Case Western Reserve大学のRenee N. Salas氏

 スニチニブテムシロリムスを投与された転移性腎細胞癌患者の、末梢血中の免疫細胞に変動が起きていることが明らかとなった。免疫への影響が解明されることは、抗腫瘍T細胞反応を高めることを狙う将来的な併用療法を開発する上で役立つと期待できる。成果は5月30日から6月3日にシカゴで開催された米国臨床腫瘍学会(ASCO)で米Case Western Reserve大学のRenee N. Salas氏によって発表された。
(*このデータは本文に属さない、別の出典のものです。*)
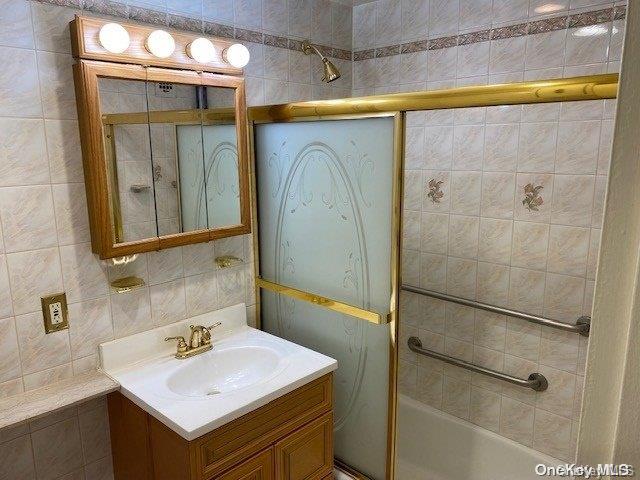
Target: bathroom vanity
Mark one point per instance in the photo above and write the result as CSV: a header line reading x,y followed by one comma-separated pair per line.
x,y
254,406
289,438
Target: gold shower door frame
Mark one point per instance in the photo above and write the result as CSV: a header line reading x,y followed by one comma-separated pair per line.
x,y
591,87
365,315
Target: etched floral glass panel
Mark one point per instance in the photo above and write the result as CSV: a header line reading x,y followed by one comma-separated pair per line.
x,y
325,201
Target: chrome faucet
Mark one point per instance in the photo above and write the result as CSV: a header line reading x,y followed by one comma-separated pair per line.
x,y
199,341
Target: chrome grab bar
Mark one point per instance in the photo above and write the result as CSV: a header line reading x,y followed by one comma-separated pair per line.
x,y
582,325
536,381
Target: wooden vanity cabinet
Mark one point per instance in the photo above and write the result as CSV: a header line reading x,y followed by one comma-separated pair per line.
x,y
290,438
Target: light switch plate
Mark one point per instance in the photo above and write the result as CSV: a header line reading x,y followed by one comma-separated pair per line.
x,y
55,312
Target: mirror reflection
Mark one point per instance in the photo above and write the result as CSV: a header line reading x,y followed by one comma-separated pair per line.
x,y
172,157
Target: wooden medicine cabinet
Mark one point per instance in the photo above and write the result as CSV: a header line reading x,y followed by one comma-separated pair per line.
x,y
164,142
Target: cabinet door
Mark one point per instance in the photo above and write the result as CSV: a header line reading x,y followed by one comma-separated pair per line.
x,y
259,467
306,454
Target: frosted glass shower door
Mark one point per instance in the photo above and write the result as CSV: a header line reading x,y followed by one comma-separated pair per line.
x,y
325,200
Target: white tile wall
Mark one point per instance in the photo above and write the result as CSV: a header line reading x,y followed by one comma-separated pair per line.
x,y
480,241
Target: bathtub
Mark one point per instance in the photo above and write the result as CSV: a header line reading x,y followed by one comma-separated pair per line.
x,y
433,445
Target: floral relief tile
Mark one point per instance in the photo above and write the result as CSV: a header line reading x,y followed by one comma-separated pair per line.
x,y
533,199
534,194
437,193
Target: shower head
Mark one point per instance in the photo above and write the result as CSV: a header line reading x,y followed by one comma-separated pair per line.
x,y
331,72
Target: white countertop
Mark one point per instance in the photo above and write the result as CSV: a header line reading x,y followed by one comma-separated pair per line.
x,y
62,394
258,368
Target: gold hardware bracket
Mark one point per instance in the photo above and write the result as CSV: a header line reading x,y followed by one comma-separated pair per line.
x,y
227,261
321,301
127,284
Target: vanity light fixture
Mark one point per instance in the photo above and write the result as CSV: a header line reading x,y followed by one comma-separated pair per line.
x,y
160,44
237,55
202,50
114,37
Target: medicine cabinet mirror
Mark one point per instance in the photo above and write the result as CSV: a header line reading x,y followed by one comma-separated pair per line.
x,y
165,156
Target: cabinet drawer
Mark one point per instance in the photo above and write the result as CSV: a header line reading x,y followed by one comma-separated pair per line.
x,y
259,467
306,454
255,431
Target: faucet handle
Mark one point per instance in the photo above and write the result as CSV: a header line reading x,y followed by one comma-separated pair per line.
x,y
207,331
182,344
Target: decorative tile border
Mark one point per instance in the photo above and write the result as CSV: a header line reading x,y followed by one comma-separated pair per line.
x,y
155,17
529,28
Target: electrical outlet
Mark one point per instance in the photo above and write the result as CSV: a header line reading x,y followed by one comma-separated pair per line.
x,y
55,313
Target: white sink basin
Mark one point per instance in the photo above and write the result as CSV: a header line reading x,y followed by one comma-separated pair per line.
x,y
245,369
224,370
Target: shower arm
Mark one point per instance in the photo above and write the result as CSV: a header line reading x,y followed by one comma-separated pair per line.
x,y
308,48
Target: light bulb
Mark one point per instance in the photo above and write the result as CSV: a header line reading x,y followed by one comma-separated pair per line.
x,y
114,37
237,55
160,44
201,50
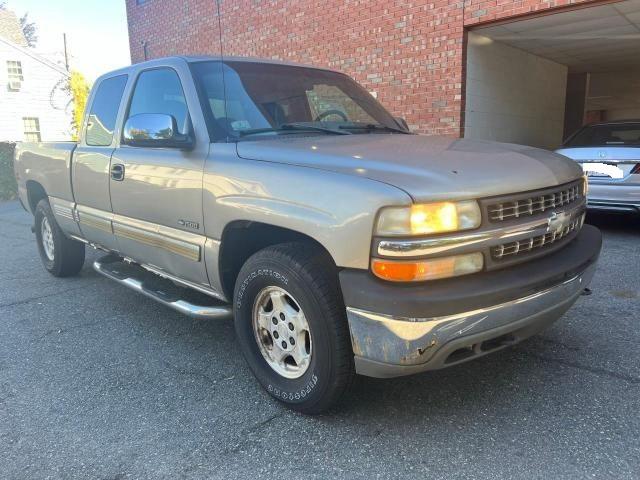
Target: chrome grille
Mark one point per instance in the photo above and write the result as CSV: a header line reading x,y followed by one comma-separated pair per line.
x,y
528,244
528,206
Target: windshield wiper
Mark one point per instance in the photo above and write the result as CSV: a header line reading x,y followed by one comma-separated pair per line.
x,y
287,127
374,126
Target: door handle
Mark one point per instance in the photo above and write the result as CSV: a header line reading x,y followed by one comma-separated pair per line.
x,y
117,172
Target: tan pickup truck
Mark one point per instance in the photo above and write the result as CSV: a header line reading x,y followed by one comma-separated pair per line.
x,y
289,198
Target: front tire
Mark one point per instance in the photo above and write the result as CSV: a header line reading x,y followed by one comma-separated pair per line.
x,y
60,255
291,324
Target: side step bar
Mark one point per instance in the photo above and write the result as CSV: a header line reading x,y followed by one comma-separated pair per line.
x,y
184,300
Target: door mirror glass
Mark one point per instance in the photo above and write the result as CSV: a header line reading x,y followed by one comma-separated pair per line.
x,y
155,130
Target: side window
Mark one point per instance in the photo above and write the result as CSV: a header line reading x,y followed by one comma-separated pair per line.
x,y
104,109
160,91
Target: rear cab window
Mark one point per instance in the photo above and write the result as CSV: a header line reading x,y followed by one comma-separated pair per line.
x,y
104,110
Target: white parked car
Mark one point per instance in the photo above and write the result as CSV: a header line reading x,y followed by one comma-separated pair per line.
x,y
609,153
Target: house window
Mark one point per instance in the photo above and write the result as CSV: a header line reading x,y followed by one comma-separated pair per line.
x,y
31,129
14,74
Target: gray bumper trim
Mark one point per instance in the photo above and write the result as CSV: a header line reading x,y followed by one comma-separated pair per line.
x,y
387,346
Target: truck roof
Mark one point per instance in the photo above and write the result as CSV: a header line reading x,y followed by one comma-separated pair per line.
x,y
201,58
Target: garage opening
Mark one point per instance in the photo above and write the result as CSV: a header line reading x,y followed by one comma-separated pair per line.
x,y
536,81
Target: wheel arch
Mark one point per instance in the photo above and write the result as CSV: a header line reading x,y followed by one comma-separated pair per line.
x,y
242,238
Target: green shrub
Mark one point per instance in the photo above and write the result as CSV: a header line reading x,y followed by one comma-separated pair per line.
x,y
8,186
 研究グループは転移性腎細胞癌患者でスニチニブの投薬を受けた7人とテムシロリムスの投薬を受けた7人から、1サイクル目の1日目、1サイクル目の28日目、2サイクル目の28日目、4サイクル目の28日目に末梢血単核球を採取した。また、年齢を一致させた健康な20人から採取した末梢血単核球を対照とした。両群から得た細胞をフローサイトメーターで測定し、免疫系を測定した。

 その結果、1サイクル目の1日目では、患者群で健康者群に比べて、骨髄由来抑制性細胞の増加、制御性T細胞(Tregs)の増加、細胞傷害性T細胞(CTL)などを誘導するTh1反応の減少が見られ、癌抗原を提示して癌に対するCTLを誘導する樹状細胞には差がなかった。
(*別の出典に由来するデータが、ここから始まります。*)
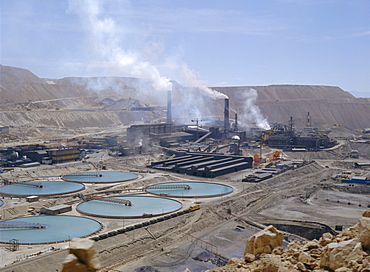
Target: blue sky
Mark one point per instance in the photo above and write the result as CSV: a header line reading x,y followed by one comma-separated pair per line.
x,y
211,42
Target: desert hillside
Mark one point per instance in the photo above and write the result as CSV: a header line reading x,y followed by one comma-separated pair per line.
x,y
39,106
327,105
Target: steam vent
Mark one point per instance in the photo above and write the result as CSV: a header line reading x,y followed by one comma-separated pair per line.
x,y
111,174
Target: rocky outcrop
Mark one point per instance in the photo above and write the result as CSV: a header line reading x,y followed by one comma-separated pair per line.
x,y
82,257
346,252
264,241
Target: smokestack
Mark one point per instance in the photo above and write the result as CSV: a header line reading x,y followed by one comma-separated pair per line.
x,y
169,107
308,120
226,114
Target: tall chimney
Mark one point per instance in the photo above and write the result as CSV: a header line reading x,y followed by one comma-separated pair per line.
x,y
169,107
226,114
236,122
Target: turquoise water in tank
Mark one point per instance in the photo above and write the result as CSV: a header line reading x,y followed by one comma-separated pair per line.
x,y
58,228
198,189
140,205
100,176
49,187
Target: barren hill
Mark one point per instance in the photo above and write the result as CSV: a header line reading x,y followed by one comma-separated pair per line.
x,y
327,105
34,106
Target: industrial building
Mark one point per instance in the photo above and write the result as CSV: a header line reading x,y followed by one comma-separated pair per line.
x,y
204,165
287,138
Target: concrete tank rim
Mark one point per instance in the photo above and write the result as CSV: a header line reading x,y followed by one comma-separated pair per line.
x,y
101,182
131,217
61,241
42,195
178,196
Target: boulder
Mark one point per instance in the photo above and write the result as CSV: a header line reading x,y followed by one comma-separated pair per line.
x,y
264,241
85,255
366,213
337,255
364,232
71,264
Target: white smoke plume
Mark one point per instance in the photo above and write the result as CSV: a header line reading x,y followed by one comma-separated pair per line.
x,y
191,79
106,39
251,112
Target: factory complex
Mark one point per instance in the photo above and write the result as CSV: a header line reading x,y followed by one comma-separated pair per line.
x,y
160,187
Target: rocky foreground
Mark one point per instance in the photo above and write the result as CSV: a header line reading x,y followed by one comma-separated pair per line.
x,y
346,252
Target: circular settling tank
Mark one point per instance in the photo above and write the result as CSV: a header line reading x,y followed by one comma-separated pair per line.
x,y
38,188
141,206
189,189
100,177
46,229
 スニチニブの投薬1サイクル目の1日目と2サイクル目の28日目の免疫細胞の変化を調べたところ、骨髄由来抑制性細胞が減少し、抗癌効果に適した免疫細胞の変化が認められた。しかし、抗癌免疫反応に寄与すると考えられる樹状細胞は減少していた。スニチニブが免疫の抗癌作用を抑制するTregsを減らし、Th1反応を増加させ、Th2反応を減少させることは既に報告されているという。

 一方、テムシロリムスも1サイクル目の1日目と2サイクル目の28日目の免疫細胞の変化を調べたところ、制御性T細胞を減らし、Th1反応を増加させTh2反応を減少させていた。